La théorie philosophique appelée Réalisme spéculatif (object-oriented ontologie en anglais), telle que présentée par Timothy Morton, inspire beaucoup l’artiste. Selon celle-ci, l’être humain n’est supérieur à aucune autre entité, vivante ou non vivante. En fait, chaque objet existerait de façon indépendante. La conscience humaine cherche à mettre en relation les entités (vivantes et non vivantes) d’un environnement afin de le saisir. Ainsi, le rapport basée sur la subjectivité de la conscience humaine construit une réalité matérielle qui est propre au sujet, mais qui, en soit, n’a rien de réel. De plus, cette théorie définit le climat, l’internet et d’autres phénomènes naturels et culturels comme des hyperobjets, c’est-à-dire des entités concrètes – bien que souvent considérées comme abstraites – que l’humain peut difficilement concevoir dans sa totalité et avec précision.
L’œuvre de Colleen Wolstenholme aborde l’obsolescence de l’humain en ce sens qu’il a recourt à la technologie afin de créer un langage qui puisse être compris et analysé et qui permet d’interpréter des hyperobjets (par exemple les phénomènes météorologiques ou l’activité neuronale).
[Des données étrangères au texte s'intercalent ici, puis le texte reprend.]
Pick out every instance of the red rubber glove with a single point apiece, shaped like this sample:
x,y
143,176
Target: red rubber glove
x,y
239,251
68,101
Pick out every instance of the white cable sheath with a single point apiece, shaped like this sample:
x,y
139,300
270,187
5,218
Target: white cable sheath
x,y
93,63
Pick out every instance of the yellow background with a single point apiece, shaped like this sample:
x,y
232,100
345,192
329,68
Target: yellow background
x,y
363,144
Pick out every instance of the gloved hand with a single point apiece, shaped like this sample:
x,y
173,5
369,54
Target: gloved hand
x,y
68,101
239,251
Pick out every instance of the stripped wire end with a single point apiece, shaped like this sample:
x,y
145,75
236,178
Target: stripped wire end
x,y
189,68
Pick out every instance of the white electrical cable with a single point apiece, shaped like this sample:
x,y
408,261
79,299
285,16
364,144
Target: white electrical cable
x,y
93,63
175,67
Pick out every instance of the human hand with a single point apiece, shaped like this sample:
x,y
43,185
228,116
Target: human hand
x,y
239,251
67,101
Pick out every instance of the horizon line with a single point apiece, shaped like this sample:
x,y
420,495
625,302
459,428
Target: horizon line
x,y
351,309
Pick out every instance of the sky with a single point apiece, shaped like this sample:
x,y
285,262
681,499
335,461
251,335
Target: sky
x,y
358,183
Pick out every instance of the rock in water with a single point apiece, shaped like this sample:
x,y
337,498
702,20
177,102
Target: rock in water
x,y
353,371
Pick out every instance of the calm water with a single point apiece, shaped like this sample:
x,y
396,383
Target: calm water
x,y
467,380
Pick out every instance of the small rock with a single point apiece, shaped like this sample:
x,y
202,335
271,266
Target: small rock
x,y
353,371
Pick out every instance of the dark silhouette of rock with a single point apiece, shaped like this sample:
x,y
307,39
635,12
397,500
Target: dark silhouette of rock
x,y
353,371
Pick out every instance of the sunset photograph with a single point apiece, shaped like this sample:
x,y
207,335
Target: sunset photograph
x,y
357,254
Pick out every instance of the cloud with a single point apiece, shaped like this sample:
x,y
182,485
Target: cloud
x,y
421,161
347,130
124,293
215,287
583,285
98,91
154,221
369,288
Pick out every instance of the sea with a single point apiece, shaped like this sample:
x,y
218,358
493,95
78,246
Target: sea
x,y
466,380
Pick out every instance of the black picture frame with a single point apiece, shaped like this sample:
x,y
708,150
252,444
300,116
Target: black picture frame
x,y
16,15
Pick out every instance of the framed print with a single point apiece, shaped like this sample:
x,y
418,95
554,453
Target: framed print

L’information ainsi interprétée est simplifiée et perd en exactitude. Ayant thermoformé une feuille de plastique sur une structure de métal constituée d’alvéoles et construite de façon aléatoire, l’artiste créa un écran élémentaire, dont chaque cellule représente un neurone. La pièce clignote selon une séquence prédéterminée, présentant un champ neuronal dans sa plus simple représentation et rendant visible l’interaction entre les neurones. Dans une autre œuvre, Wolstenholme a créé une vidéo à partir de captures d’écran, montrant les variations dans le niveau de dioxyde de carbone au-dessus de l’océan Atlantique. Bien que la technologie permette de représenter et de comprendre l’hyperobjet (cette situation atmosphérique précise), l’œuvre elle-même demeure néanmoins abstraite, représentant simplement un système d’interprétation de données. Le retour à l’expérience sensorielle pour le spectateur s’exprime dans la dissonance cognitive entre une compréhension théorique de ces divers hyperobjets et l’expérience sensorielle de ceux-ci, sans l’interprétation d’une machine. Il se crée alors une relation entre le spectateur, la machine et la nature.
Le processus de fabrication de l’écran est lui-même basé sur l’idée d’obsolescence. La structure de métal sur laquelle est thermoformée le plastique est retirée, rendue inutile après le processus de fabrication. Ces structures rappellent par leur présence dans l’exposition le concept de base de la philosophie orientée vers les objets de Timothy Morton : chaque pièce existe individuellement, mais s’interprète différemment lorsque mise en relation avec un autre objet. Les œuvres permettent au regardeur d’interagir avec les hyperobjets qui, autrement, sont quasi-abstraits. L’obsolescence est le lien entre les objets de l’exposition et le spectateur amplifie cette relation d’objet à objet, d’être humain à technologie et d’être humain à la nature.